You are at work in a busy little ED. It’s just you and a bunch of junior MOs on the floor. You are seeing all the patients that you can and handing out advice as you go. Just after lunch one of your JMOs catches your eye… “Can I run this patient past you boss?”
Mrs Clot is a 49 y.o. tourist in Broome. She flew in from Sydney via Perth (4 hr flight, 1 hour lay over, then a 2.5 hr flight) about 3 days ago.
She has been doing all the usual things tourists do – laying on the beach, riding camels at sunset, drinking cocktails and eating too much.
She has also met the local mosquitoes [as is the norm] and has nasty, itchy, red looking ankles – the left maybe a bit more oedematous than the right.
This morning she experienced an episode of chest pain, it was moderately-severe, retrosternal, sharp and eased when she took some paracetamol and relaxed.
Her PMHx: hypertension [untreated], hysterectomy 3 years ago for menorrhagia, no current medications
So – sounds pretty standard. You review the ECG which is plum normal.
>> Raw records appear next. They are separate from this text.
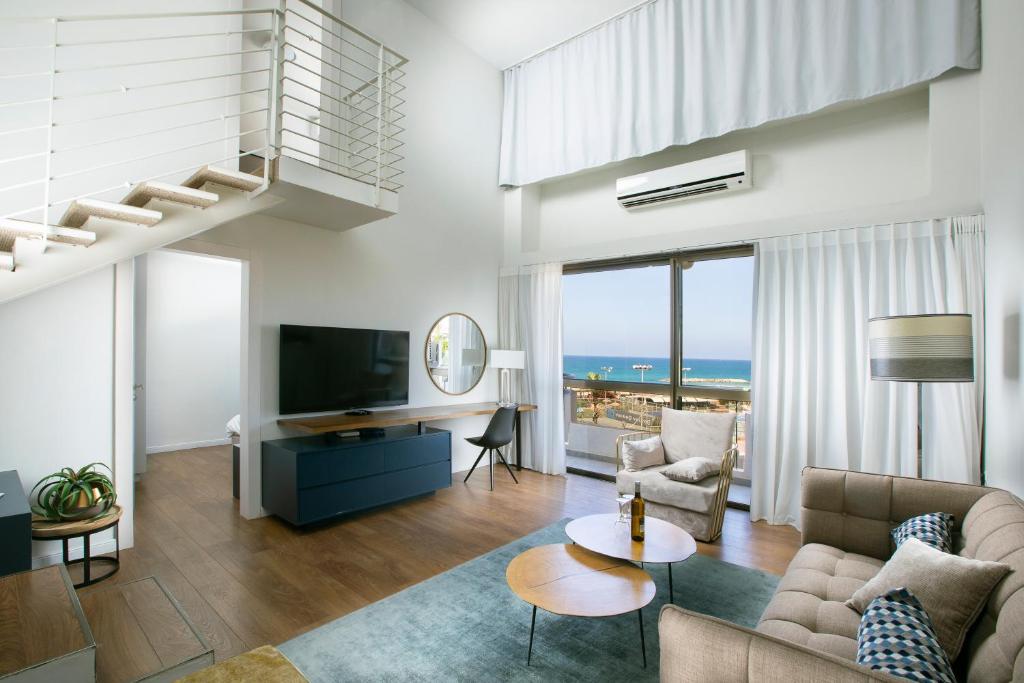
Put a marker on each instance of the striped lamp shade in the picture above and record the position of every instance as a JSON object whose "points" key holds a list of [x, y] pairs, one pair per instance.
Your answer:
{"points": [[922, 348]]}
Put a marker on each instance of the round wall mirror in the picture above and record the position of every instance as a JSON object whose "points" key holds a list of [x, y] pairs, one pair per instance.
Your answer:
{"points": [[456, 353]]}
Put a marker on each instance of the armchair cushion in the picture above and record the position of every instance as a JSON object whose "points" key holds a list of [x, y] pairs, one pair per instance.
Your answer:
{"points": [[687, 434], [697, 497], [643, 454], [692, 469]]}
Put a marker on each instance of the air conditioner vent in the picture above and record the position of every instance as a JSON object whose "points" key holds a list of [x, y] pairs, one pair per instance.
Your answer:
{"points": [[717, 174]]}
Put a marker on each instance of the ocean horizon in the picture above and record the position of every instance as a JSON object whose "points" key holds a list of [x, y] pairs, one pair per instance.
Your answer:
{"points": [[731, 373]]}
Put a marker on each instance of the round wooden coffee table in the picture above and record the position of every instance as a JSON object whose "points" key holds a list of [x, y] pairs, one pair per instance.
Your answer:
{"points": [[574, 582], [64, 531], [605, 535]]}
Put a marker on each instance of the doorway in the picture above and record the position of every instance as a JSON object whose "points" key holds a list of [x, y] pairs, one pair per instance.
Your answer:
{"points": [[188, 310]]}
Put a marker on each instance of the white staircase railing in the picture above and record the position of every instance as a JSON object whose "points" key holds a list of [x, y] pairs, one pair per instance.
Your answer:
{"points": [[96, 108]]}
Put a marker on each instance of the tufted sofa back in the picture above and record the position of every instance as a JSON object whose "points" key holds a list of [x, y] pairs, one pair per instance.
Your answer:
{"points": [[855, 511], [993, 529]]}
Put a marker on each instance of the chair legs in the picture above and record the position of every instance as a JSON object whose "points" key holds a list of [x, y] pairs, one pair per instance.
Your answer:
{"points": [[491, 467], [506, 464], [473, 468]]}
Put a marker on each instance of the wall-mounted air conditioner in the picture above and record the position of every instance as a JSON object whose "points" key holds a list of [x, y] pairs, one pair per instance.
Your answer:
{"points": [[707, 176]]}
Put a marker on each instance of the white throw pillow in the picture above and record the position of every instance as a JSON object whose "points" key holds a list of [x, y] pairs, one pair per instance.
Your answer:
{"points": [[689, 434], [692, 470], [951, 589], [643, 454]]}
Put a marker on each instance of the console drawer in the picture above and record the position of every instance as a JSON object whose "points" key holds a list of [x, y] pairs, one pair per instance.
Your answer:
{"points": [[323, 502], [370, 458]]}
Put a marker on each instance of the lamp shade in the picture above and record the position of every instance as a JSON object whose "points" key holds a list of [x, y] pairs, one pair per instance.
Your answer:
{"points": [[922, 348], [507, 358]]}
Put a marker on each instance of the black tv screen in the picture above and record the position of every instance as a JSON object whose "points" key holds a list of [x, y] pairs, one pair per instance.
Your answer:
{"points": [[337, 369]]}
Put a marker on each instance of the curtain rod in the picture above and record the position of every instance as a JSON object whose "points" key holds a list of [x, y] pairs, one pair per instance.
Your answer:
{"points": [[711, 246], [581, 34]]}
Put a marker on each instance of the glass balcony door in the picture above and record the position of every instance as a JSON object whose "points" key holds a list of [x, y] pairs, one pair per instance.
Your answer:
{"points": [[712, 342]]}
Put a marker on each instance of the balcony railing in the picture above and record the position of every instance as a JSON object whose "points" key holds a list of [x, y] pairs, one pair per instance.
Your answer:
{"points": [[93, 105], [599, 410]]}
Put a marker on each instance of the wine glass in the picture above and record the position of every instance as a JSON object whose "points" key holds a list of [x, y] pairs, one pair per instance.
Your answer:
{"points": [[624, 509]]}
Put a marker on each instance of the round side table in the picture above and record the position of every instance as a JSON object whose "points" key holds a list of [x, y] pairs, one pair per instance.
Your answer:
{"points": [[64, 531]]}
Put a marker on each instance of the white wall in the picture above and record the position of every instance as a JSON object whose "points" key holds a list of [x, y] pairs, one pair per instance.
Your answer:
{"points": [[193, 349], [908, 156], [1003, 196], [439, 254], [56, 393]]}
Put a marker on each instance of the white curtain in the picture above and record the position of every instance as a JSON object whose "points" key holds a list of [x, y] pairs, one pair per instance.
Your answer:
{"points": [[813, 399], [673, 72], [529, 318]]}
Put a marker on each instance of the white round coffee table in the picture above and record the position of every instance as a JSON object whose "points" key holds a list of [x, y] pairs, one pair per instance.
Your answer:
{"points": [[664, 543]]}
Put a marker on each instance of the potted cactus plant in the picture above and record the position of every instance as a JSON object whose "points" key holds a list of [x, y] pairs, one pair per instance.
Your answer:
{"points": [[75, 495]]}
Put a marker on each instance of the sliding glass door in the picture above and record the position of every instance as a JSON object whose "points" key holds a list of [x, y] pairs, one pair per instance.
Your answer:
{"points": [[715, 308], [617, 358], [642, 335]]}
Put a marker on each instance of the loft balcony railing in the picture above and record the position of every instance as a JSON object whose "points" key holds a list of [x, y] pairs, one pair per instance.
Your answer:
{"points": [[93, 105]]}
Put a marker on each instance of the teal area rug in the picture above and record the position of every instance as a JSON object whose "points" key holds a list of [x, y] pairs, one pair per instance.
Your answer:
{"points": [[466, 625]]}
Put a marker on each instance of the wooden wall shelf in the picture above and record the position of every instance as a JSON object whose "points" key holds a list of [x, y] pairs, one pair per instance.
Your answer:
{"points": [[339, 422]]}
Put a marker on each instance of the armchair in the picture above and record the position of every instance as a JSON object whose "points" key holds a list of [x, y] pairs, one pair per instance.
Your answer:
{"points": [[699, 507]]}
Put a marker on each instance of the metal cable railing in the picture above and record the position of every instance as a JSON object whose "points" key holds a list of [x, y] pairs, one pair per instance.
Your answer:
{"points": [[93, 105]]}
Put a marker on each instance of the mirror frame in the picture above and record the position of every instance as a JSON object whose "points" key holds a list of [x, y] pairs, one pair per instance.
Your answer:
{"points": [[426, 359]]}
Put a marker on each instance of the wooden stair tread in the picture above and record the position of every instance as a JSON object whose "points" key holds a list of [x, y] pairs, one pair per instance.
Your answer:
{"points": [[57, 233], [223, 176], [81, 210], [7, 241], [142, 193], [42, 621]]}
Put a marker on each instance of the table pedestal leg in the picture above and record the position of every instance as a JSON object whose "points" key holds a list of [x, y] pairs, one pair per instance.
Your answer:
{"points": [[518, 441], [643, 646], [532, 623], [86, 558]]}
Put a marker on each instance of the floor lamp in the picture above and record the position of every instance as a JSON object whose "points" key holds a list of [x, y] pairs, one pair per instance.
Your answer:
{"points": [[506, 360], [922, 348]]}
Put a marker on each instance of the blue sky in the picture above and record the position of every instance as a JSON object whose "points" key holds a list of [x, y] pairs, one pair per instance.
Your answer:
{"points": [[626, 312]]}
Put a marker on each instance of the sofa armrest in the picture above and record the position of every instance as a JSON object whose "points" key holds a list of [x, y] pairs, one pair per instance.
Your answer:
{"points": [[699, 648], [855, 511]]}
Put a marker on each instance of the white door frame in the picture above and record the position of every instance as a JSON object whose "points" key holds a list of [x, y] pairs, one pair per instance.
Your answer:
{"points": [[249, 475]]}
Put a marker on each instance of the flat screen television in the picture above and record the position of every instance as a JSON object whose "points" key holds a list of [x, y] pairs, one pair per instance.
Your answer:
{"points": [[338, 369]]}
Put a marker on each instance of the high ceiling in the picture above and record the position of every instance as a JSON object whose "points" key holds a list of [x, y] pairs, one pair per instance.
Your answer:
{"points": [[504, 32]]}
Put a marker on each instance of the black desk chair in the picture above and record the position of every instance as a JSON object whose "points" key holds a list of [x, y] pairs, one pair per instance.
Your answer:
{"points": [[498, 434]]}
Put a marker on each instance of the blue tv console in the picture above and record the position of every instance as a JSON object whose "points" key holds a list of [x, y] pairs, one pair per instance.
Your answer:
{"points": [[312, 478]]}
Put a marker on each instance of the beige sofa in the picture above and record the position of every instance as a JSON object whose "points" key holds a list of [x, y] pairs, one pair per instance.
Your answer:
{"points": [[698, 508], [807, 634]]}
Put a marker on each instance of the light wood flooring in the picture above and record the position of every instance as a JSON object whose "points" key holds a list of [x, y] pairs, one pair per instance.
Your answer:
{"points": [[249, 583]]}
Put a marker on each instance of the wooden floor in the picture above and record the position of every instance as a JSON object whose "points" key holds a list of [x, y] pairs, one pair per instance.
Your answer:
{"points": [[249, 583]]}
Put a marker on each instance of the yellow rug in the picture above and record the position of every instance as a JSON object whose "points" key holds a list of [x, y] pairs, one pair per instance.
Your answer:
{"points": [[263, 664]]}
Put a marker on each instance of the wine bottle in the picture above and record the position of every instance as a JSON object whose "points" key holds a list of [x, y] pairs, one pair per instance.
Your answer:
{"points": [[636, 514]]}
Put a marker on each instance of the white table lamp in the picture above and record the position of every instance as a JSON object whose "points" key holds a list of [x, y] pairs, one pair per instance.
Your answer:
{"points": [[505, 360]]}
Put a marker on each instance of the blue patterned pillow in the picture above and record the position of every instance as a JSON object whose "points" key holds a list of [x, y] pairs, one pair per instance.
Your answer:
{"points": [[896, 637], [935, 528]]}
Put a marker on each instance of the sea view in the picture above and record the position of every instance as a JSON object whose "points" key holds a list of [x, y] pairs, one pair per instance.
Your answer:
{"points": [[709, 372]]}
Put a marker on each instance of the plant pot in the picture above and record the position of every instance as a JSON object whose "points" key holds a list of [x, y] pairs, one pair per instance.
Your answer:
{"points": [[83, 510]]}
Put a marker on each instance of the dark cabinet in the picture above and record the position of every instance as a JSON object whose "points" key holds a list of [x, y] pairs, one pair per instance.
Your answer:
{"points": [[310, 478], [15, 525]]}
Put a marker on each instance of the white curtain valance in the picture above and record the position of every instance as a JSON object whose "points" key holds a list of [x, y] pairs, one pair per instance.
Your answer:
{"points": [[673, 72]]}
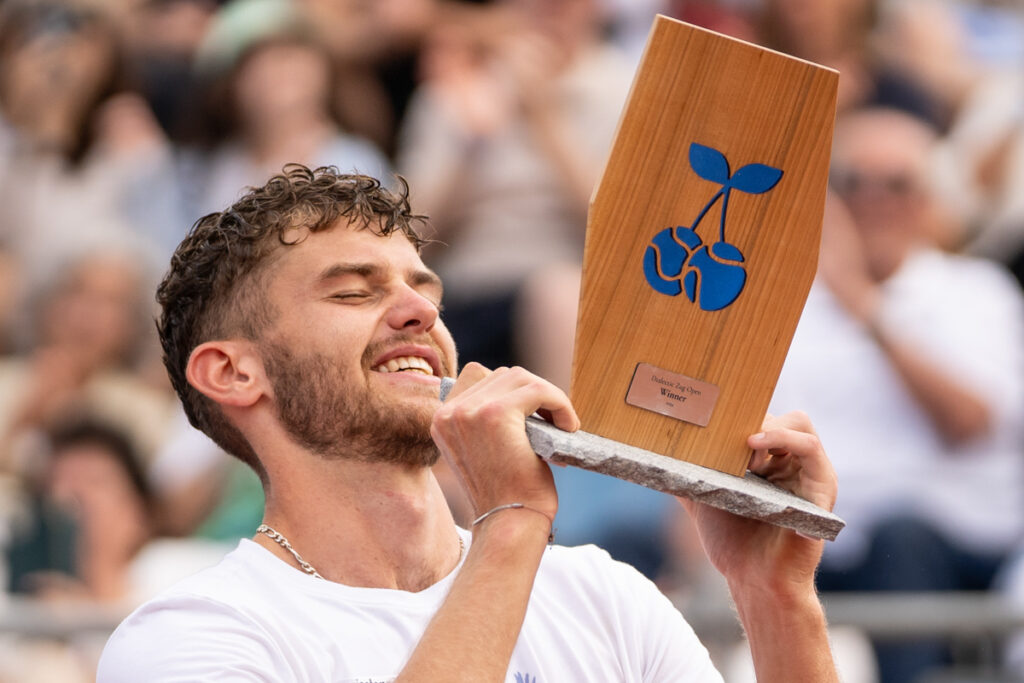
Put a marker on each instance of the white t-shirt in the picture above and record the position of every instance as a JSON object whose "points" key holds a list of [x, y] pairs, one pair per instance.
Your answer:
{"points": [[255, 617]]}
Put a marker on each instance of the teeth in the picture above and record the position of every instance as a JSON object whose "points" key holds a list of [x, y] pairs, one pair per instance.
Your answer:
{"points": [[406, 363]]}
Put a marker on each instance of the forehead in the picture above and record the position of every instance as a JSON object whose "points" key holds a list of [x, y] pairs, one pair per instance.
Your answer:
{"points": [[303, 263], [882, 140]]}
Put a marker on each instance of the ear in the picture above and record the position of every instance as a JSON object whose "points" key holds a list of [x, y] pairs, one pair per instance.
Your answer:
{"points": [[228, 372]]}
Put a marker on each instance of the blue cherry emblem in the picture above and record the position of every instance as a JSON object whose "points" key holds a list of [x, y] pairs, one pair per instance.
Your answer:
{"points": [[677, 260]]}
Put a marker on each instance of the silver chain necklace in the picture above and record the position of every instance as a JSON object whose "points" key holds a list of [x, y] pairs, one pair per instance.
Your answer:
{"points": [[280, 539]]}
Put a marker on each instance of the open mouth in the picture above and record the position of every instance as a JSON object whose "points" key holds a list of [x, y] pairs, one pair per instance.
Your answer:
{"points": [[406, 364]]}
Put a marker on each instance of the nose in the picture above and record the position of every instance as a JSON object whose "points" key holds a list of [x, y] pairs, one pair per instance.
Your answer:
{"points": [[411, 311]]}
A CXR is also “unhelpful” – that is, shows no obvious cause for the pain.
The plan is to check a highly sensitive Troponin (6 hours post-pain) and then discuss the disposition if it is normal.
“I am a bit worried about the plane flight…” he says “Doesn’t that make a PE more likely?”
Well there is surprisingly not a lot of really high quality evidence. Lots of trials comparing TEDS to no TEDS, various anticoagulants etc. But the baseline risk is extremely low – so really need a massive trial to detect any real difference in PE or PE-mortality rates.. A few studies have shown modest relative risks around the 1.12 – 1.6 risk ratio level – but this is still a rare event – so from a handful per million flights to 2 handfuls in a million travellers? It does appear that risk factors are cumulative – e.g.. being obese, on hormones, having cancer, previous VTE etc will all add up to make the risk significant. Most of the trials look at “long-haul” – ie > 6 hours in a plane. And some would suggest a dose-risk curve – longer flight more risk. So hard to say what this means to domestic flights even in big countries like Australia
You notice that your JMO is looking a little worried as he checks the lab results….
You ask – “was the troponin up?”
“No. The trop was negative. But….. I added a D-dimer, just to be sure.. and… it was 0.49” [our normal range is < 0.36]
“I was just going to ignore it if it was positive – ‘cos it isn’t really a useful test then is it…?”
You decide to take a closer look at the patient. She is as advertised – normal aside from a few midgy bites on her legs and maybe some early cellulitis as a result.
You check her PERC score – she has 0/8 criteria
Her Well’s score is firmly in the “low-risk” group.
The original Well’s paper would put it at ~ 1.3 % The PERC rule should get her down to 1.8 – 2 % The Geneva score was less discriminatory – it just states low as < 8 % risk of PE
Well it depends on the manufacturer and the “cut off value you use. BUt often used numbers are: Sensitivity = 98%, Specificity = 38 %, + LR = 1.58 ; – LR = 0.05
So we need to work out our TEST THRESHOLD ( the post-test probability below which we would be doing more harm than good if we were to pursue the diagnosis with further testing.
Test thresholds vary from disease to disease and can be tough to work out. They are based upon the prevalence of the disease, the pretest probability, the predicted rate of false positives and the potential harm from treatment. Pines et al (Acad Emerg Med. 2012 Sep;) calculated the “mortality benefit threshold” for various risk-levels. That is the pretest probability you would need to have in order to make embarking upon a PE work-up worthwhile […i.e. when is PE more likely to kill the patient than all the potential downsides of diagnostic interventions and therapy.]
So what does this mean for our traveller?
Pines and colleagues would say that our “mortality threshold” would need to be greater than 3.7 %.
So a bit of maths here – if her Well’s and PERC put her at (lets be generous) 2 % risk – worst case scenario. We can choose to ignore the D-dimer… or we can use the known +LR of a D-dimer and plug it into the formula.
Pretest probability X LR+ = Post-test prob
So for our patient – roughly… 2 % X 1.58 = 3.16 %
This is a beautiful thing. We have not ignored the D-dimer. We have accepted a positive and applied it to our pre-test risk and guess what – we are still below the “test threshold”. She still has a risk which would make it more harmful to continue to a CTPA.
In fact – doing a CTPA on this patient would more likely result in a false positive result than a true positive if the radiologist reported it as showing a PE!
Turkey is unstuffed.
As Dr Anand Senthi stated in his wonderful ACEM WS lecture – always prognosticate before you investigate!
Now I am reasonably ceertian that I hve made at least 1 or 2 errors in the logic here – and this is the beauty of #FOAMed. I would love to have your input and corrections to allow me and the other readers to learn.